Prendendo in esame una serie molto più breve (1989-2018), invece, Clem et al. (2020) riscontrano un “riscaldamento record” in Antartide. Lo fanno prendendo in esame le temperature di 20 stazioni meteorologiche nel periodo considerato. La quasi totalità delle quali mostra trend scarsamente significativi in termini statistici (Fig. 2). Con una clamorosa eccezione che, da sola, determina buona parte del trend identificato.

Indovinate qual è l’eccezione? Proprio Amundsen-Scott, che per il trentennio considerato mostra uno scostamento-monstre al rialzo di quasi due gradi.

Come si vede in Fig. 3, il trentennio considerato da Clem et al. per Amundsen-Scott (pur con il caveat che la figura si riferisce al solo semestre freddo) elimina i picchi di temperatura dei primi anni ’60, mentre porta con sè la dote dei minimi ripetuti dei primi anni ‘2000, con l’effetto di creare un trend al riscaldamento esasperato.

Trend ulteriormente sconfessato dai rilevamenti degli ultimi anni, complice proprio il recente record di temperatura invernale più bassa. Con l’effetto di rendere ancor meno significativo il dato di Amundsen-Scott usato da Clem et al. e (proprio alla luce dello scostamento-monstre della stessa stazione rispetto alle altre) inficiandone sostanzialmente le conclusioni riguardo al presunto trend di riscaldamento “record”.

Del resto proprio il paper di Clem et al. metteva le mani avanti, fin dall’Abstract, sottolineando l’importanza delle configurazioni sinottiche e sostanzialmente attribuendo alla “variabilità naturale” il trend in questione.
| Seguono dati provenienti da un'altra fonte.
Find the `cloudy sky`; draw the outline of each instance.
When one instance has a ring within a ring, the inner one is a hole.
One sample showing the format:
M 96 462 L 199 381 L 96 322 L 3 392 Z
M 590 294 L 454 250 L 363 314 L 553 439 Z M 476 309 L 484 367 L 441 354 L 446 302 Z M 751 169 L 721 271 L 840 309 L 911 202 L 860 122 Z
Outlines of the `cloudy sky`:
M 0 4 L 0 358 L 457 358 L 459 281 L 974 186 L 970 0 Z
Ma con una sorprendente postilla finale: sarebbe proprio questa “variabilità naturale” ad aver mascherato in Antartide il segnale del “riscaldamento antropogenico” nel 21simo secolo.

Conclusione che, in considerazione dell’intera serie storica di Amundsen-Scott (ovvero inclusiva dei record recenti di freddo, e del periodo “caldo” dei primi anni ‘60) lascia semplicemente stupefatti. Conclusione che offre tuttavia una stampella perfetta a quella narrativa prevalente sui media da molti anni secondo cui l’Antartide, per dirla alla WaPo, “fa storia a sè”: il riscaldamento antropico c’è anche lì. Solo che non si vede.

Considerazioni a senso unico

E nessuno che provi, piuttosto, a fare un ragionamento diametralmente opposto: ovvero che l’Antartide, per quanto isolata dalle dinamiche della circolazione atmosferica e marina dell’emisfero sud, proprio per l’assenza di fenomeni di riscaldamento antropico localizzato (leggi isola di calore urbana), per la minore rilevanza degli aerosol, e per la tanto sbandierata “amplificazione polare”, potrebbe invece fornire dei trend di temperatura molto più affidabili rispetto a quelli calcolati facendo uso dei dati di stazioni meteorologiche collocate in aree urbanizzate.

Un’altra “oddity”. Un’altra “curiosity” tra le tante di questo strano periodo in cui la scienza del clima sembra ritrovarsi a combattere con un nemico molto più ostico del previsto.

Che non è il “negazionismo climatico”, ma la realtà dei fatti.